There are other parties in play, of course. The Galpins reunite with Slurp the zombie, aka Isaac Night, the late Nevermore student and scientific prodigy who is in fact Françoise Galpin’s long-dead brother. Turns out they’re all huge pieces of shit! Françoise, a Hyde herself, becomes her own son’s “master,” and slaps him in the process. Tyler’s still eager to deal death and vengeance to Nevermore in Hyde form. And Isaac is a psycho who tracks down, kills, and eats the brain of Professor Orloff (Christopher Lloyd), his one-time mentor.

Agnes, who’d found acceptance in Orloff’s support group for disembodied persons like himself and Thing after getting screamed at by Enid in Wednesday’s body, catches Isaac in the act. She sneaks into the trunk of his car, only to find herself sandwiched in there with the body of the murdered Dr. Stonehurst. When she arrives at Stonehurst’s underground lab with Isaac, Françoise, and Tyler, she gets caught and imprisoned.
Fortunately, Wednesday and Enid, in Enid and Wednesday form, arrive. Wednesday’s inside Enid’s body when it fully wolfs out, looking a lot like G’mork from The Never-ending Story. In the chaos that ensues, Agnes screws with the big sci-fi machine Isaac designed to remove outcast powers like his sister’s terminal Hyde condition. Everyone escapes before the place blows.
In the end, the two did uncover their deepest secrets, as they reveal on Rotwood’s enchanted grave. Enid discovered how much she admires Wednesday’s fearlesness, while Wednesday realized that Enid’s relentless kindness is a strength, not a weakness.

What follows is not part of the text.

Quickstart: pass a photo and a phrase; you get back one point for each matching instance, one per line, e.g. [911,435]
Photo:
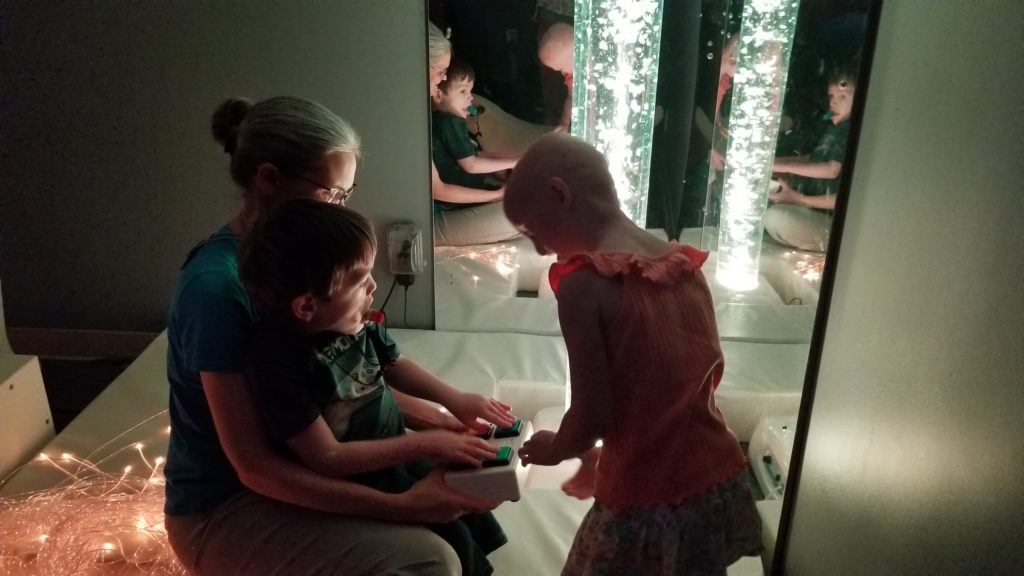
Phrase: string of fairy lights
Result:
[101,519]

Anyway, Weems says that all of this has somehow short-circuited Wednesday’s season-long premonition that Enid will die — I guess it had something to do with the body swap, idk — but now an Addams will take her place. The question is only which one. (Well, that and how permanent it could possibly be.)
But look, the star attraction here isn’t any of that convoluted mumbo jumbo. It’s Jenna Ortega doing her best Emma Myers impression, and Emma Myers doing her best impression of Jenna Ortega. I’ve written things like “clearly this actor is having a blast” before, but I’ve rarely seen anything quite like this. The overwhelming impression you get is that of two friends completely taking the piss out of each other, with Myers skewering Ortega’s monotone downcast delivery and Ortega riffing on Myers’s relentless OMG-you-guys perkiness. They make this work so well for the duration of the episode that I almost wish it were the full-scale premise of the season, or at least a story arc.
I do have one regret, though, and it’s real inception-level stuff. When Enid is inside Wednesday, she frequently tries to act more like Wednesday in order to fool people. In real-world terms, this means you get to see the actor behind Wednesday pretending to be the actor behind Enid pretending to be the actor behind Wednesday. But when Wednesday inhabits Enid, she stays in pretty much the regular Wednesday the whole time and never pretends to be perky. So you don’t get to see the reverse — Emma Myers pretending to be Jenna Ortega pretending to be Emma Myers — and that’s a shame.